Вынужденный скрывать, что знает жизнь меньше остальных – а когда ему было узнавать, попей-ка так! – Рождественский вообразил себе, буквально надышал некое плотное облако, в котором, как ему казалось, крылись темные причины общественных и личных его неустройств. Он чуял это облако над собой, когда наколачивал на чумазой клавиатуре очередной материал. Он тайно был убежден, что судить о чем бы то ни было для человека невозможно, – и выдавал суждения с легкостью лотерейного барабана, по триста-четыреста строк в номер. Незнание, как некая самодостаточная субстанция и плотный наполнитель головы, развило у Димы особое чутье, сходившее за журналистский нюх в изданиях, где ни от авторов, ни от читателей не требовалось особого ума. Чутье не только восполняло Диме недостаток информации и опыта, но уберегало его от многих неприятностей. Дима, можно сказать, был компенсирован. Он никогда не попадался навстречу главному, если тот в озверении валил по коридору, расшибая о стену костлявый кулак; в такие плохие дни, когда редакция ощущала себя семейством, у которого отец ушел в запой и бегает по дому с топором, Рождественский присутствовал в офисе, но оставался невидим, как ниндзя. Точно так же он, управляя своей немытой «маздой» в состоянии, близком к отключке, никогда не нарывался на гайцов, словно каким-то образом отводил им глаза. Опасность Дима чуял буквально своим нежнейшим носом, с бархатным родимым пятнышком, похожим на цветочную пыльцу; опасность воняла, смердела, и Дима, окруженный этими метафизическими запахами, уверенно утверждал, что жизнь – помойка и дерьмо. В этом была причина его неумеренности по части парфюма: сидя половиной задницы на высоком барном табурете, журналюга благоухал, как цветущий тропический куст.

– Чем это от тебя разит? – обратился он к Максиму Т. Ермакову, переводя нос из стакана наружу.

– Овощебазой, – лаконично ответил Максим Т. Ермаков, пытаясь привлечь внимание бармена, артистично вившего из двух бутылок полосатый коктейль.

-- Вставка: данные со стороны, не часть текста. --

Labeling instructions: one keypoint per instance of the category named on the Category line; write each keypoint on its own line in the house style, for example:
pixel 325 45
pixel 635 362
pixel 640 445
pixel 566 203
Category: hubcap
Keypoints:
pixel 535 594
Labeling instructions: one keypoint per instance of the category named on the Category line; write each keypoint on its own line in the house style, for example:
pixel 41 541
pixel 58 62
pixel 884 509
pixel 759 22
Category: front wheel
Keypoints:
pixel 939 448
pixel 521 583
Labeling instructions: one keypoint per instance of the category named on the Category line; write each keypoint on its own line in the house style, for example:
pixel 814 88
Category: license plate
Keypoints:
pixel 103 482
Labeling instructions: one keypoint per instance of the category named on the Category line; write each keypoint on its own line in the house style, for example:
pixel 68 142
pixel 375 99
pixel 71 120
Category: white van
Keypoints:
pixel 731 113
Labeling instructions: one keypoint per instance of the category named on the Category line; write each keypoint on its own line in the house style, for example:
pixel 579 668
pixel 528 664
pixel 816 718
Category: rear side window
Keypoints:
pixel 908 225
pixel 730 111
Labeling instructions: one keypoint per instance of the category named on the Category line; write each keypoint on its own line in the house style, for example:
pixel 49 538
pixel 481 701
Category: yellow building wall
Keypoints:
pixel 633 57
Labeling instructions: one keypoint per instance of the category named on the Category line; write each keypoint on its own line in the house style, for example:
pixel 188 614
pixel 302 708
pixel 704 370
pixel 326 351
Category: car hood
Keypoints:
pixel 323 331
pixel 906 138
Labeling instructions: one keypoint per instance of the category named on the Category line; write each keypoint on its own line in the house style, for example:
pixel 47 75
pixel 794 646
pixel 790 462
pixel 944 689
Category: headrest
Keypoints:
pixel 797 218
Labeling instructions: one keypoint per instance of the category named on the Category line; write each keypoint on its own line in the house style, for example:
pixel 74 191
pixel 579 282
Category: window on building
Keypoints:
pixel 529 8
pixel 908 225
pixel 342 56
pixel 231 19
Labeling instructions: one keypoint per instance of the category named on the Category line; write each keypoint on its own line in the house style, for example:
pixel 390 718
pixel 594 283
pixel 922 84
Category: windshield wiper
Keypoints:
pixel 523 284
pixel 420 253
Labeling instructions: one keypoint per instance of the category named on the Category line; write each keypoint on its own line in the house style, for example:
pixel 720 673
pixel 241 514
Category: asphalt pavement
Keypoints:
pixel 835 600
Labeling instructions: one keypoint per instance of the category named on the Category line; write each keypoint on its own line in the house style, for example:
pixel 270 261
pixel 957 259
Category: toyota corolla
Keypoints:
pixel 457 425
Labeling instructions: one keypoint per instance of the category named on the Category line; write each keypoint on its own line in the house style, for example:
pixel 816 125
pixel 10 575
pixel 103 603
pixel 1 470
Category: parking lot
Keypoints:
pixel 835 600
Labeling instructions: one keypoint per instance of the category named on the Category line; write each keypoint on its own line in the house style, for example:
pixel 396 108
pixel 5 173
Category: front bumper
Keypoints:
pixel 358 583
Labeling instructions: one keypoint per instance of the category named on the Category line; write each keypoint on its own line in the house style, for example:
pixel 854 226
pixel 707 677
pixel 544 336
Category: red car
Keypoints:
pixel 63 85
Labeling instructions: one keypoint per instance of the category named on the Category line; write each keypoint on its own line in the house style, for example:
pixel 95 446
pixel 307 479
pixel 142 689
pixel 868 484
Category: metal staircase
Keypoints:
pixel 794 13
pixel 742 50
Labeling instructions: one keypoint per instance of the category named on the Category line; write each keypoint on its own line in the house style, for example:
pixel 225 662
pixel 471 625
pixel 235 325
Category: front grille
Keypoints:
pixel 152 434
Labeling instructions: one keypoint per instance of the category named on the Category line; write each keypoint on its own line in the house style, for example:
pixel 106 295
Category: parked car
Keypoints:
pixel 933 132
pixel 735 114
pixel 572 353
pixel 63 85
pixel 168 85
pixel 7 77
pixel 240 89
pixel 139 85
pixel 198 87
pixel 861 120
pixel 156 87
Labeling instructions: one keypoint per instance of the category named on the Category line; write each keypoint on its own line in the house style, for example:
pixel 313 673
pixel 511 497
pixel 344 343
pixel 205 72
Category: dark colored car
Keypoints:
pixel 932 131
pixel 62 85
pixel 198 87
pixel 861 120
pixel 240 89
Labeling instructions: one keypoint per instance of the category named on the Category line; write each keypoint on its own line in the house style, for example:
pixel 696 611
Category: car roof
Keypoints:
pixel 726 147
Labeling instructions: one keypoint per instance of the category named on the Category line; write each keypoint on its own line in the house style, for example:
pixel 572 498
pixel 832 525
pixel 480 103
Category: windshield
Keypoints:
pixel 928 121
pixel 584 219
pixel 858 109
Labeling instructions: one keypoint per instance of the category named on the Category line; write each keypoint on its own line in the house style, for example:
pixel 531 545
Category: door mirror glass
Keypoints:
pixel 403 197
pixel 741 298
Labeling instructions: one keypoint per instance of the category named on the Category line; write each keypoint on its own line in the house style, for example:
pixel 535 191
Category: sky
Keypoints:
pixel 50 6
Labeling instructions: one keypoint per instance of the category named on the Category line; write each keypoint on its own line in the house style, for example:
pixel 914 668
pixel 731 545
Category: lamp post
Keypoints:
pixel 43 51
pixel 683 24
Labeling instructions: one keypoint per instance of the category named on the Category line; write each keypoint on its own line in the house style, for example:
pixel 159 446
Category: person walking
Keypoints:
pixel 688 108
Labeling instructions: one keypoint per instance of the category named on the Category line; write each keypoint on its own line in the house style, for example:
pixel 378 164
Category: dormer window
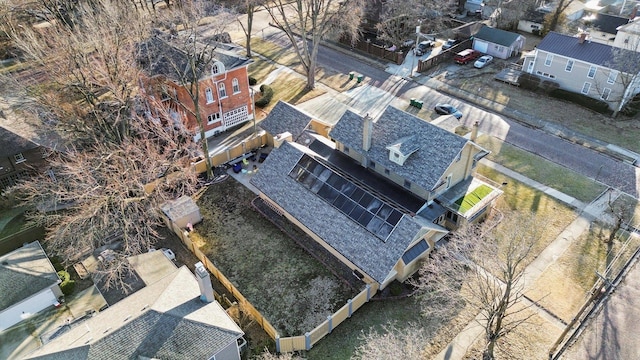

– А по-моему, покойником, – определил Рождественский. – Я шокирован. Ты не из гроба вылез? Что-то у тебя рубашечка как будто истлела.

– Захлопни пасть, акула пера, – миролюбиво посоветовал Максим Т. Ермаков.

– Да ладно, очень милая шмотка. Стильная такая гнильца, мне нравитца, – заявил Рождественский, широко ухмыляясь и показывая неровные зубы, словно их отогнули открывашкой на манер железной пробки. – Овощебазой от тебя тоже несет. Ну, чего расселся? Ты будешь бухать или нет?

Лысый бармен, у которого галстук бабочкой совершенно соответствовал форме черных холеных усов, наконец отозвался на призыв, и Максим Т. Ермаков потребовал водки, сразу триста. Тут же он пожалел о выборе, потому что от водки обильно потел: вся проглоченная жидкость тут же стекала по спине, и возникало ощущение, будто тело выжали, как тряпку. Отступать, однако, было некуда: бармен выставил перед Максимом Т. Ермаковым в ряд три стакашки с «Финляндией» и подогретый сандвич с ветчиной. Наморщившись, Максим Т. Ермаков проглотил первые сто, в голове мягко стукнуло, хмель сразу вышел, как дымок из выстрелившей пушки. С большим неудовольствием Максим Т. Ермаков принялся за сандвич, имевший температуру человеческого тела.

– У меня неважные отношения с алкоголем, – пояснил он не то Рождественскому, не то самому себе.

– А вот у меня отличные, лучше не бывает. Алкоголь мой друг, – прокомментировал Дима. – А ты все равно пей, раз пока живой. Раз уж тебя народ до сих пор не пристрелил.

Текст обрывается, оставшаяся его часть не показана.